ProtDAT: A Unified Framework for Protein Sequence Design from Any Protein Text Description
This work addresses a bottleneck in protein design for applications like drug development and enzyme engineering by enabling more accurate sequence generation from text, though it appears incremental as it builds on existing multi-modal methods.
The authors tackled the problem of protein sequence design from text descriptions by proposing ProtDAT, a unified framework that integrates protein sequences and text through multi-modal cross-attention. The result shows state-of-the-art performance, with improvements of 6% in pLDDT, 0.26 in TM-score, and a reduction of 1.2 Å in RMSD on 20,000 text-sequence pairs from Swiss-Prot.
Protein design has become a critical method in advancing significant potential for various applications such as drug development and enzyme engineering. However, protein design methods utilizing large language models with solely pretraining and fine-tuning struggle to capture relationships in multi-modal protein data. To address this, we propose ProtDAT, a de novo fine-grained framework capable of designing proteins from any descriptive protein text input.

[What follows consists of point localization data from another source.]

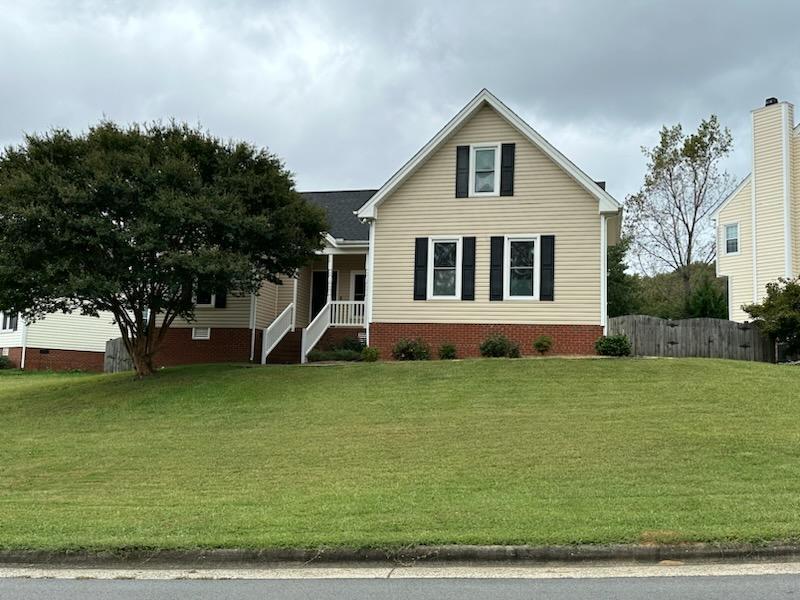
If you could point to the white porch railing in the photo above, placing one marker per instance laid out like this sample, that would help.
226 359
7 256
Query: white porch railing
337 313
347 313
272 335
314 331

ProtDAT builds upon the inherent characteristics of protein data to unify sequences and text as a cohesive whole rather than separate entities. It leverages an innovative multi-modal cross-attention, integrating protein sequences and textual information for a foundational level and seamless integration. Experimental results demonstrate that ProtDAT achieves the state-of-the-art performance in protein sequence generation, excelling in rationality, functionality, structural similarity, and validity. On 20,000 text-sequence pairs from Swiss-Prot, it improves pLDDT by 6%, TM-score by 0.26, and reduces RMSD by 1.2 Å, highlighting its potential to advance protein design.